Uma candidata grávida teve o direito de remarcar a prova de um concurso público garantido pelo Conselho Nacional de Justiça (CNJ) nesta terça-feira (31). Essa decisão é específica para o caso de uma gestante que concorre a uma vaga de titular de cartório em Alagoas.

Segundo a decisão do CNJ, a banca do concurso terá que remarcar as provas da candidata em um prazo mínimo de 45 dias após o parto, com a avaliação ocorrendo de forma presencial e nos mesmos moldes em relação aos demais candidatos.

A candidata apresentou um laudo médico recomendando a suspensão de suas atividades profissionais e o impedimento de viajar devido à gravidez avançada.
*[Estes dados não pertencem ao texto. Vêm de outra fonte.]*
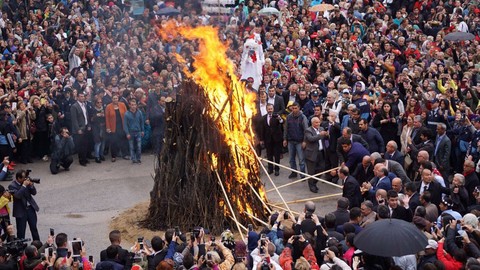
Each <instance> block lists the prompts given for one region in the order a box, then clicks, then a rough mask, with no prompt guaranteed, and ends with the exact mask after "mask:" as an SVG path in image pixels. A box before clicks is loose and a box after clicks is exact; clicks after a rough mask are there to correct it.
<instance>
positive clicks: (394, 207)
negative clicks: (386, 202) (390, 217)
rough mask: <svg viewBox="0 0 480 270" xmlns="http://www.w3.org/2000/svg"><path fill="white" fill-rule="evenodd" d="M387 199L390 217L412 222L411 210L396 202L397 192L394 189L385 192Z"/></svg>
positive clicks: (411, 213) (411, 215)
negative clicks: (410, 210) (401, 205)
mask: <svg viewBox="0 0 480 270" xmlns="http://www.w3.org/2000/svg"><path fill="white" fill-rule="evenodd" d="M387 200H388V209H389V210H390V217H391V218H396V219H402V220H405V221H406V222H412V212H410V210H409V209H406V208H405V207H403V206H401V205H399V204H398V193H397V192H396V191H395V190H389V191H388V192H387Z"/></svg>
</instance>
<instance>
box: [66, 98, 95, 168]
mask: <svg viewBox="0 0 480 270" xmlns="http://www.w3.org/2000/svg"><path fill="white" fill-rule="evenodd" d="M87 107H88V106H87V103H86V102H85V94H84V93H83V92H79V93H78V94H77V102H76V103H75V104H73V105H72V107H70V115H71V117H72V134H73V139H74V143H75V147H76V149H77V153H78V161H79V162H80V165H82V166H87V163H88V159H87V154H88V147H86V145H87V135H86V133H87V131H88V130H90V127H89V122H88V113H89V112H88V109H87Z"/></svg>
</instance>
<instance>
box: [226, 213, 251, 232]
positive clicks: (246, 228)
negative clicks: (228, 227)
mask: <svg viewBox="0 0 480 270" xmlns="http://www.w3.org/2000/svg"><path fill="white" fill-rule="evenodd" d="M228 217H229V218H230V219H231V220H233V221H235V220H234V219H233V217H231V216H228ZM238 225H240V228H242V229H244V230H245V231H247V232H248V229H247V228H246V227H245V226H243V225H242V223H238Z"/></svg>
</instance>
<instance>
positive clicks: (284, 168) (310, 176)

As provas do concurso ocorreram no dia 22 de outubro, mas o parto aconteceu no dia 10 do mesmo mês, o que implicaria em um deslocamento da candidata de Timon (MA) até Maceió.

O pedido de remarcação da prova foi analisado pelo CNJ, que seguiu o voto do conselheiro Marcos Vinícius Rodrigues, relator do caso. Para ele, a situação da candidata é excepcional devido à coincidência de datas entre o parto e a realização das provas. O conselheiro ressaltou que a proteção à gestante e à liberdade reprodutiva são direitos fundamentais garantidos constitucionalmente às mulheres.

A manifestação do relator foi acompanhada pela maioria dos membros do conselho, garantindo assim o adiamento da prova para a candidata grávida.

Essa decisão do CNJ reforça a importância de proteger os direitos das gestantes e assegurar condições igualitárias no acesso a concursos públicos. A remarcação da prova permite que a candidata participe do certame em igualdade de condições com os demais concorrentes, respeitando as particularidades de sua situação.

Esse caso específico serve como exemplo para que outros órgãos e bancas de concurso avaliem com sensibilidade a situação de gestantes que se encontram em circunstâncias semelhantes. Mulheres grávidas não devem ser prejudicadas em seu direito de participar de concursos públicos, devendo ser garantido a elas o adiamento da prova para que possam realizar o exame em condições adequadas. Dessa forma, é possível garantir a igualdade de oportunidades e o respeito aos direitos fundamentais das gestantes no contexto de concursos públicos.